Manuel Antonio
The day before we leave Tamarindo for Manuel Antonio, we go out on a Catamaran cruise to a cove. It's an awkward group of people - few kids, a bachelor party heavy on the tequila and pineapple juice that traders seem to obsessed with consuming. The sunset is magnificent and when come back into the harbour, the world seems to have smoothed off some of the edges.
I finish packing and do the first of four walk throughs that will NOT be as thorough as I would have hoped. We end up leaving behind a motley array of items, which a dear friend will spend hours helping me retrieve over the final 10 days in country.
Perhaps the most challenging part of the trip will will take place here: managing the kids' realities of their own exhaustiona and teaching them to be bored. There is wifi but it isn't robust. The ocean is exquisite but they prefer the pool. I walk in the mornings before the world stirs, finding magic and stillness.
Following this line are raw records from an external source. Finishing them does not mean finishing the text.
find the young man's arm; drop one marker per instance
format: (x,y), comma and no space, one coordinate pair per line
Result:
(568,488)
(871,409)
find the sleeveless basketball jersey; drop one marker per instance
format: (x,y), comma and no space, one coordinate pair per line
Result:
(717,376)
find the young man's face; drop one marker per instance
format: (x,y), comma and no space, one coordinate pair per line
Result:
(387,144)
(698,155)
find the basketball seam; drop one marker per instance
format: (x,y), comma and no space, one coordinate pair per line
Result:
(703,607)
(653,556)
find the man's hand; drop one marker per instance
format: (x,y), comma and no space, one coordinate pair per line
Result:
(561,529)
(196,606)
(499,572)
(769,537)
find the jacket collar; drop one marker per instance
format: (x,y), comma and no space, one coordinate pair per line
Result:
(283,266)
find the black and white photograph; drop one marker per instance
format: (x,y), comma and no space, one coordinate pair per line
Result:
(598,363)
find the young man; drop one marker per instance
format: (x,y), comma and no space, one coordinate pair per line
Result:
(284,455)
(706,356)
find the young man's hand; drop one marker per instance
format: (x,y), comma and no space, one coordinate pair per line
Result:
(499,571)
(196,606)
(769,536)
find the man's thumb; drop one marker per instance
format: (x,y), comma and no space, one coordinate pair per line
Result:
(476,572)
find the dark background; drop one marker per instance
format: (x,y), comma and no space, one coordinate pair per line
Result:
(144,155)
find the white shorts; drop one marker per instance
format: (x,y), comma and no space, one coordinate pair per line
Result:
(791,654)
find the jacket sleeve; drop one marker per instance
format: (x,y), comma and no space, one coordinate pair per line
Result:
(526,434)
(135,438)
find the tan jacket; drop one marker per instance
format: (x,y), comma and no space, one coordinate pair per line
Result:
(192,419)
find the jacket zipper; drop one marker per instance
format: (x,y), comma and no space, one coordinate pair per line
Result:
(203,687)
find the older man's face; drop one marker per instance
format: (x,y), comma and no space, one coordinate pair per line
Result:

We venture out to a few excursions, winding our way through mangroves, capuchin monkeys taunting us with their wizened paws.
A friend from Prague days puts me in touch a friend from Seattle. And it's the best gift of 2023, this introduction. My daughter and the granddaughter form a bond and I gain a new friend, one who calls me on my BS, who shares my world view in the sense that most people are decent and kind, doing the best they can within the framework they are given.
It is cathartic, this time I spend in Manuel Antonio, in a way I had been unconsciously avoiding. It forces me out of what I can now recognize as being a type of Limerence - an hybrid limerence of geographical, romantic, and childhood. It begins to feel as though I am in a shoe that no longer fits but that I have spent so long in that I need help extricating myself.
'Help' comes in many forms. There are people who will provide sounding boards, people who will provide counsel, and that always unwelcome langiappe know as 'free advice.' There is the not-a-fling that has pre-occupied a portion of my attention, that sends a jolt of familiarity through me and will find me curled into the fetal position, sleeping with T-Rex arms wrapped around one another. There are song lyrics I pay too much attention to, the causal way I say 'Of course I am a romantic. I fall in love everyday, fully aware my heart might break.'
There are waves that crash against rocks and my legs. Birdsong mixing with monkey cackles that make the hair on my neck rise. A hummingbird will fly into a metal rafter, breaking it's neck, falling not far from of me. Raccoons will scamper through the hotel floors, their chittering echoing leaving chaos in their wake.
This week allows the three of us to slow down before returning to San Jose. It allows us to stop and enjoy being together and separate in the same space. It shows our strengths and cracks and makes way for what ever comes next, in a way that I cannot possibly have expected but that feels like I already knew. Déjá rêvè, I discover, later trying to remember another sense of a sense.
And as always, as it always is, what comes next is more.